第11話 理由

 なぜその日にしたのか覚えてないが、二月二十一日のバスに乗った。当時、山本一力の「背負い富士」、阿佐田哲也の「次郎長放浪記」と、立て続けに清水の次郎長物の小説を読んでいた私は、静岡に寄り道してから、東京に行くつもりだった。大阪まで一旦バスで出て、そこから静岡を目指そうと思っていたが、前日にチケットを買いに行くと、『いざ名古屋!』と書かれた広告がやたら貼られていた。それを見て、なんとなく名古屋経由で静岡に変更した。


 出発前の三十時間は、ずっと彼女と過ごした。早朝からのサービスタイムでホテルに入って、夕方に出た。そのあとようやくバスのチケットを買いに行き、本当はそこでお互いに家へ帰って、翌日出発前にまた合流する予定だった。でも別れがたくて、家族風呂に行くことにした。私は自分がいくら持っているのか確認するのが恐ろしかったので、会計はずっと、有り金を入れた封筒の中身を見ずに払っていた。九十分間の利用で風呂を出たあと、やっぱり離れられなくて、少し変わった母親に会わせるのが不安で、ずっと避けていた家に彼女を連れて帰った。


 私がようやく荷造りをしている最中、彼女は母と、手形が不渡りになったせいで家を失い、ウチに転がり込んできていた母の彼氏を相手に仲良く話ししていてくれた。
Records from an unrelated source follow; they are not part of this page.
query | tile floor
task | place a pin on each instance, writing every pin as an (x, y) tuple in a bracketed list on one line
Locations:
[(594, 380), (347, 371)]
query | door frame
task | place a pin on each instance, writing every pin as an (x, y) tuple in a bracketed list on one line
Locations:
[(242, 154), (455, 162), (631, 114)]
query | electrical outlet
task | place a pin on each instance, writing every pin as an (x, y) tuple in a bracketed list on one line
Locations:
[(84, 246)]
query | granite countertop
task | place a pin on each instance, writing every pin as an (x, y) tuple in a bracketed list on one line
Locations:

 夜中、寝ようとしている彼女の背中と壁の間を、ネズミが走り抜けていった。彼女は驚いた声で、「ネズミに背中を触られた」と言って笑った。たくましい女でよかった。


 見送りは彼女にだけ来てもらった。立ち飲み屋の仕事は楽とはいえないが、それなりに味わい深かった。これだけ好きな彼女も出来た。それでなぜ、旅に出るのか。今の私には分からない。きっと、誰にも分からなかっただろう。当時の私にだけ分かる、なにか理由があった。


 天気が良かったのを、停留所で手を振る彼女の姿とセットで覚えている。